Ого. Дважды ого. И когда они успели? Хотя – долго ли, желаючи? Джоджи мог, например, навестить её комнату в гостинице этой же ночью.
На красивом лице Зайрана отразилось множество разных чувств. Первым из которых, несомненно, была ярость. Неудивительно: как я понимаю, Заарда по менталитету более-менее напоминает восточные страны нашего мира, где так называемая "чистота" очень много значит.
– Он морочит вам голову, – сказал принц. – Он пользуется вашей юностью и зависимым положением.
– Он – мой муж. И так будет. Прости.
Зайран шагнул вперёд и внимательно заглянул ей в глаза. Я видела в нём внутреннюю борьбу, и немалую.
– Я всё ещё могу это исправить, – сказал он. – Добиться вашего развода, так или иначе. Вы станете королевой. Я приму вас и никогда не вспомню о том, что было.
У... Трижды ого. Даже огогонюшки. По меркам нашего мира – ерунда, но по меркам Заарды такие вот слова очень дорогого стоят.
– Я не хочу этого, – твёрдо ответила Овита, отведя глаза. – У меня есть муж, дарованный Небом. Это доля, с ней не спорят.
– Оно слепо, твоё проклятое Небо! – рыкнул Зайран, и отсветы магии засверкали в его глазах. – Оно лживо и прогнило насквозь!
– Но я верю в Него, – сказала Овита. – Я бы уже была мертва, если бы не Небо. И если Оно желает, чтобы я была женой пророка – так тому и быть. Я... надеюсь, что ты будешь счастлив, Зайран. Но не могу принять твоё предложение.

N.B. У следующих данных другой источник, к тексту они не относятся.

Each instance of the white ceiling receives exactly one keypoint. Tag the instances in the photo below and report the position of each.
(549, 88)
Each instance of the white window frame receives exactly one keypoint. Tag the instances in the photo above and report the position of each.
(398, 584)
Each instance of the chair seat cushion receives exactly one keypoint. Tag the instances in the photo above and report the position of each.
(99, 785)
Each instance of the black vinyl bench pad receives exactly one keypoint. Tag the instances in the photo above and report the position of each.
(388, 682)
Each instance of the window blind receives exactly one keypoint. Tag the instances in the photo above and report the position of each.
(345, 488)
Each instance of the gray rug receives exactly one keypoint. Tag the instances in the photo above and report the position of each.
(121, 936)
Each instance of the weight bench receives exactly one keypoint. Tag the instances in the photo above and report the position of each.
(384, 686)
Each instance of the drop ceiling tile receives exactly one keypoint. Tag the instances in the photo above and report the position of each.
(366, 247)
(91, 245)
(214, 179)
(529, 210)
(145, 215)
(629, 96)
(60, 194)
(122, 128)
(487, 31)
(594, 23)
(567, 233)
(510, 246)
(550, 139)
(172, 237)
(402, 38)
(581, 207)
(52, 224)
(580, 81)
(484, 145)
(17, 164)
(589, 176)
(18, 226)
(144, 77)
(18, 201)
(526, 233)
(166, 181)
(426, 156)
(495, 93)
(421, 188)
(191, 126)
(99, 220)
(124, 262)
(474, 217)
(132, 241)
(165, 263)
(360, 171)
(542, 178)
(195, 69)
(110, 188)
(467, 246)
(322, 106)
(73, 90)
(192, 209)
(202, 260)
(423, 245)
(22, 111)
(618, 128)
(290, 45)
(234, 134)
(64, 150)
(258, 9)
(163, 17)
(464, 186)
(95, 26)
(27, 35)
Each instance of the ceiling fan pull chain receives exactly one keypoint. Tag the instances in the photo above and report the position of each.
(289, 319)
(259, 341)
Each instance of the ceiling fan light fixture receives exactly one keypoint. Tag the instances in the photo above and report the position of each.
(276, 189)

Даже не знаю, как ко всему этому относиться, вот честно. И что я могла бы сказать по этому поводу? Каждый портит свою жизнь по собственному усмотрению – одно из немногих утверждений, касающихся вообще всех людей.
Но цирк этот надо прекращать, факт.
– Уважаемые господа, – шагнула я вперёд. – Почему бы нам всем теперь не встретиться вместе и не обсудить сложившуюся ситуацию? Личные вопросы ещё будет время решить. Но, прежде чем обещать женщине титул королевы, надо завоевать корону, не так ли?
У, как глазищами сверкает... извини, господин прекрасный принц, к добру или худу я – не Овита. Со мной такое не работает.
– Вы правы, господин монах, – голос Зайрана стал слаще сдобренного ядом мёда. – С вашего позволения, сейчас я прогуляюсь в одиночестве, навещу несколько друзей. После вернусь к вам.
– Это друзья вроде тех, которые продали вас в рабство? – уточнила я, и мой тон был, пожалуй, ещё слаще. – Если так, то нам имеет смысл проститься навсегда.
Принц жёстко усмехнулся.
– О, не стоит волноваться, – отчеканил он. – Я выучил этот урок. И не повторю той же ошибки. А теперь, с вашего позволения...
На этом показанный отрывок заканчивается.